Auch in der Mannschaft sind acht Spieler noch berufstätig. Ein Autoverkäufer, ein Postbote, einer fährt für den Hauptsponsor Lavazza Kaffee aus. Darauf muss der Verein Rücksicht nehmen. Fünf- bis sechsmal die Woche wird trainiert, meistens erst abends. "Natürlich würden wir lieber einmal um zehn und um drei Uhr trainieren, aber da sind wir eben anders aufgestellt als eine Profimannschaft", sagt Toppmöller. In den kommenden drei Monaten sollen die berufstätigen Spieler unbezahlten Urlaub bekommen und dafür vom Verein entlohnt werden, um der zusätzlichen Belastung durch die Europa League gerecht zu werden.

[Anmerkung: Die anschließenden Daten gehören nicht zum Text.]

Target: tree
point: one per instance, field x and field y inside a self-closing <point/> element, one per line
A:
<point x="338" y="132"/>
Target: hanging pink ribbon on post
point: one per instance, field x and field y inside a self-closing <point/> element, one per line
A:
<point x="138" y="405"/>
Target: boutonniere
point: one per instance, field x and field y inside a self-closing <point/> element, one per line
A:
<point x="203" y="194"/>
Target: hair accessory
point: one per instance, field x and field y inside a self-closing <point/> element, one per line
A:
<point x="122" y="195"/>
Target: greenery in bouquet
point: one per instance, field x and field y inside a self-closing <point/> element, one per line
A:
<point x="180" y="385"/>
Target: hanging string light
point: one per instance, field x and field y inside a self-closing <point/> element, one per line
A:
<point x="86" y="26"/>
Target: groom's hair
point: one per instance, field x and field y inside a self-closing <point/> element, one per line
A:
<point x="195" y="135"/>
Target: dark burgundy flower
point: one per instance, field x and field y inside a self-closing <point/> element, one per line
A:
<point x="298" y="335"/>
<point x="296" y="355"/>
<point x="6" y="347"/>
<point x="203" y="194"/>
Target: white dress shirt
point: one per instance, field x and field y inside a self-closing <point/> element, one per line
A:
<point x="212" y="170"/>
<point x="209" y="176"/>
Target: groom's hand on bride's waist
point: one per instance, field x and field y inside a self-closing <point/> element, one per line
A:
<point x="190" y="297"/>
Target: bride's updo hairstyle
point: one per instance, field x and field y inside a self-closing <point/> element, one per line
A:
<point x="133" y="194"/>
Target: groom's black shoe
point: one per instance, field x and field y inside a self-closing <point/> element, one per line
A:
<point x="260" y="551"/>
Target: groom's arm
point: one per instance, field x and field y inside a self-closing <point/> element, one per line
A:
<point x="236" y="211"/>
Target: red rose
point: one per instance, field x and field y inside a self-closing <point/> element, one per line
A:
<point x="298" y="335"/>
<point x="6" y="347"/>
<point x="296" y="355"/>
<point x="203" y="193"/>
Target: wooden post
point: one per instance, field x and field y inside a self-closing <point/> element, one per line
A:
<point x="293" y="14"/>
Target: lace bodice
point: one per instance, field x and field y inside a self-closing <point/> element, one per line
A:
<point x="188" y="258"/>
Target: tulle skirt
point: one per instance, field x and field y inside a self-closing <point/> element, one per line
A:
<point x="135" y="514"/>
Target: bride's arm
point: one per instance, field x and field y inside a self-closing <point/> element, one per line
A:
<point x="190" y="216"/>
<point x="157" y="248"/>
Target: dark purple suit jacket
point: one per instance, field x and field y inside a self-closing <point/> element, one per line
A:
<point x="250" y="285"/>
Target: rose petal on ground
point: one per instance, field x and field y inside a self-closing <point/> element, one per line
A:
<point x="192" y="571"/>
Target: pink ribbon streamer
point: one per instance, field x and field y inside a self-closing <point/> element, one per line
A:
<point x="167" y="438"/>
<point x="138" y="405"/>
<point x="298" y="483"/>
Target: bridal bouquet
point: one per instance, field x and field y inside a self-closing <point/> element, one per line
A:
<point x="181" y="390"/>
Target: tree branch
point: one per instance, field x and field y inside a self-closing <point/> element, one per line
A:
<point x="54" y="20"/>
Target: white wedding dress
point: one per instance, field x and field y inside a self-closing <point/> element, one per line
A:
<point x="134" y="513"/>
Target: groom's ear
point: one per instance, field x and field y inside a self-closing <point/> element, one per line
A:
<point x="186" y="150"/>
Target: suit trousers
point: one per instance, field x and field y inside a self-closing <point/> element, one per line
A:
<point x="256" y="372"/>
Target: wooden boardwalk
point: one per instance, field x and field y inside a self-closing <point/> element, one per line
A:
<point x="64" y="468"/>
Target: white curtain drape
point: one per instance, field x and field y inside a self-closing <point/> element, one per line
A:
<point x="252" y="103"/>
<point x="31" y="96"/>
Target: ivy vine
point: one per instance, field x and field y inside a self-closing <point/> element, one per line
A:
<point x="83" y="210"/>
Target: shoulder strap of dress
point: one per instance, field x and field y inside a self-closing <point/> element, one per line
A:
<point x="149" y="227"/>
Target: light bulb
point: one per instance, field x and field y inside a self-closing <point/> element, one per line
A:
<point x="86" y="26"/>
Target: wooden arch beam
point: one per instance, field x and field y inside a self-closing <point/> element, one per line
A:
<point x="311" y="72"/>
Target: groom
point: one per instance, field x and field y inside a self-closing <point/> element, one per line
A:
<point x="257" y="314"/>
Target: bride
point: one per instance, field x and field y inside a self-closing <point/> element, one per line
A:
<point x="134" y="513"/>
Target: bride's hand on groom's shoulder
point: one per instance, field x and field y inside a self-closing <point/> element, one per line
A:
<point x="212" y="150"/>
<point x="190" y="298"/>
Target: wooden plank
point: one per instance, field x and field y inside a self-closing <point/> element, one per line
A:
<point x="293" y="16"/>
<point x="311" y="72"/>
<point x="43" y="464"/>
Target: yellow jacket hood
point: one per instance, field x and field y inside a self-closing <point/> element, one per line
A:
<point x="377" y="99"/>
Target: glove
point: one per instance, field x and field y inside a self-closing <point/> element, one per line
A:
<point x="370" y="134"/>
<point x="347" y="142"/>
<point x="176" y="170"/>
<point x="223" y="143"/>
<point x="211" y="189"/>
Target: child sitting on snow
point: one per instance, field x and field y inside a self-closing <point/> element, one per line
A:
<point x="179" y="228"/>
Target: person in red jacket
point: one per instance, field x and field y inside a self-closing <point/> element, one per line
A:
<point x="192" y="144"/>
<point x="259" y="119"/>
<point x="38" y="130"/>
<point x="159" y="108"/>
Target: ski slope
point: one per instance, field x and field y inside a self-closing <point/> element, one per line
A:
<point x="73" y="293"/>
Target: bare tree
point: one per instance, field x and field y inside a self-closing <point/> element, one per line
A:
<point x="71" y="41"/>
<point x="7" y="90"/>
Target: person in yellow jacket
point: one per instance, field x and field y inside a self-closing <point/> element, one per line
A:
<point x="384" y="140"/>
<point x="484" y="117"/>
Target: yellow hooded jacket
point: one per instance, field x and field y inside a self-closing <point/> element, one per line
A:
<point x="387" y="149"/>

"Manche Sachen sind sehr professionell, bei anderen hinkt man hier noch ziemlich hinterher", findet auch Patrick Stumpf. Der 30-jährige Stürmer war für TuS Koblenz in der Regionalliga aktiv, ehe ihn Toppmöller 2014 nach Luxemburg holte. "Der Rasen könnte zum Beispiel öfter gemäht werden", sagt Stumpf. Dafür bereitet Toppmöller seine Mannschaft vor jedem Spiel mit einer Videoanalyse des Gegners vor.

Auch das Fußballwunder aus Düdelingen ist ein gesponsertes

Einer, der noch mehr Professionalität möchte, ist Flavio Becca. Der Luxemburger Bauunternehmer ist seit Ende der Neunzigerjahre als Hauptsponsor in Düdelingen dabei. Seit der Saison 1997/98 ziert der Lavazza-Schriftzug die F91-Trikots. Das Sponsoring läuft über Beccas Nahrungsmittelimportfirma, die den italienischen Kaffee nach Luxemburg brachte. Mit Beccas Investment kam der sportliche Erfolg. Den ersten von vierzehn Meistertiteln holte F91 im Jahr 2000. "Ohne ihn wäre Spitzenfußball hier niemals möglich", sagt Toppmöller über den Mäzen. Auch das Fußballwunder aus Düdelingen ist ein gesponsertes.

Doch Becca gehört nicht zu den anonymen Geldgebern, die ihren Verein nur aus der Ferne mit Millionen versorgen. "Er lebt den Verein total und interessiert sich für die Geschehnisse hier", sagt Toppmöller. Die beiden telefonieren regelmäßig miteinander, bei den Heimspielen sitzt Becca auf der Tribüne. Sogar Spieler verpflichtet Becca, wenn er es für richtig hält. Für Toppmöller ist das kein Problem: "Solange ich die Spieler bekomme, die ich möchte, ist alles gut."

Beccas Vision ist eine vollends professionalisierte luxemburgische Fußballliga. "Wenn wir international eine kleine Rolle mitspielen möchten, dann haben wir keine Wahl", sagte er gegenüber dem Tageblatt. Besonders bei der Sportinfrastruktur im Land sieht er dringenden Nachholbedarf. Alle internationalen Spiele werden in Luxemburg im Josy-Barthel-Stadion ausgetragen, am 20. September trifft F91 dort auf den AC Mailand. Das Stadion liegt 20 Autominuten von Düdelingen entfernt, in der Stadt Luxemburg. Gebaut wurde es 1931 mit viel Beton und wenig Sinn für Ästhetik. Eine blaue Tartanbahn umschließt den Rasen, die grünen und blauen Plastiksitze auf den Rängen sind von der Sonne verblichen. 7.983 Zuschauer finden hier Platz, Anwohner können aus ihren Gärten zugucken. Ein neues Nationalstadion wird bereits gebaut und soll 2019 fertiggestellt werden.